A contributing factor in both real-world road rage and the seething cauldron of bile on the Internet? Anonymity.
Psychologists say a driver’s sense of being isolated and secure inside his or her rolling tank contributes to the rancor. It seems plausible: Who has heard of “sidewalk rage”? By the same token, the anonymity and remoteness in cyberspace seem to encourge people to go over to the dark side — and unload buckets of vitriol at the slightest provocation, real or imagined. Flamers, fraggers, and snipers camp out in chat rooms and on message boards and blast away with the impunity of hiding behind a nom de guerre. (And, yes, editorials are unsigned — because they represent the view of a newspaper as an institution. But the masthead at the bottom of this page names those responsible for the content.)
Plenty of poo-flingers are willing to sign their names to their screeds, of course — from Ann Coulter on the right to Ted Rall on the left. But anonymity encourages others who might tone down the rhetoric a notch to dial it up instead.

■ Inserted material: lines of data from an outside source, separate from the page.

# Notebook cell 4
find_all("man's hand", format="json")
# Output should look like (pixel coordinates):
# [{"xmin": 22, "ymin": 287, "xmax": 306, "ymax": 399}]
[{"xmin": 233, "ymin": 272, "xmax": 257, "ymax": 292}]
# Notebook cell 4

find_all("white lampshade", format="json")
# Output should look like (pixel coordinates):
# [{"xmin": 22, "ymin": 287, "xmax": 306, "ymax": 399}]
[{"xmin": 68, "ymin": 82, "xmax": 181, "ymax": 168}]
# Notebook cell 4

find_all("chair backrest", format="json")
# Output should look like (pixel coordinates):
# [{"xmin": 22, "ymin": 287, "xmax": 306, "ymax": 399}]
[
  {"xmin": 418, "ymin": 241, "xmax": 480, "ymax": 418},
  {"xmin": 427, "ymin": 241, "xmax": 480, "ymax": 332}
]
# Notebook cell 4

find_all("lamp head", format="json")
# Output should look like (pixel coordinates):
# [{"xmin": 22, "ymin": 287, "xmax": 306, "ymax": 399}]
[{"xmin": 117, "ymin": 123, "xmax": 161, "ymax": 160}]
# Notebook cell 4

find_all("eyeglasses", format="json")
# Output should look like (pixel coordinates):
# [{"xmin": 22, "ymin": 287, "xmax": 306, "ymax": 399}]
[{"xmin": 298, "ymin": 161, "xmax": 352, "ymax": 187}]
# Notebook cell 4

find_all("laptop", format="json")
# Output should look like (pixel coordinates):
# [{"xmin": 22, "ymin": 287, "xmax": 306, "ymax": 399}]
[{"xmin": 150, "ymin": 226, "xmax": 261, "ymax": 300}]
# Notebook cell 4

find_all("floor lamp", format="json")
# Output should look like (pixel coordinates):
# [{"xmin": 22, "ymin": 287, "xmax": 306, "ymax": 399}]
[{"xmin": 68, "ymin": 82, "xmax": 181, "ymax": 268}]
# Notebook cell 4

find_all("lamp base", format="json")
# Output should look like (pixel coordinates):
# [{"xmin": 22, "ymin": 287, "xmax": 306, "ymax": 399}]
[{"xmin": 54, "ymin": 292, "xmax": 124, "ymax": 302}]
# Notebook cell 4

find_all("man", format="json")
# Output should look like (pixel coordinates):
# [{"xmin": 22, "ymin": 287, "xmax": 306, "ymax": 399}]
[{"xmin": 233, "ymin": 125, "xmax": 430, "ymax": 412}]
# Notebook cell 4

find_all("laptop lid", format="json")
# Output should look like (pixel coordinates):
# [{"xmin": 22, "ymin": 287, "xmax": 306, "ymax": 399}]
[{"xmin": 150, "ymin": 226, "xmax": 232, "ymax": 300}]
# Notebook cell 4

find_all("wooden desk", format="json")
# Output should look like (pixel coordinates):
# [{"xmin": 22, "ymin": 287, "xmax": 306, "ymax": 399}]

Anonymous political discourse has a romantic history in the U.S., where the Federalist’s authors wrote under pseudonyms. Anonymity has its place and its utility. But let’s be frank: Precious little of the ranting in cyberspace rises to the level of political philosophy. Ninety-nine percent is pure emotional venting. It would be commendable if more Web site operators encouraged accountability on their pages. As the Drew case reminds us, the lack of accountability is a cancer — with potentially fatal results.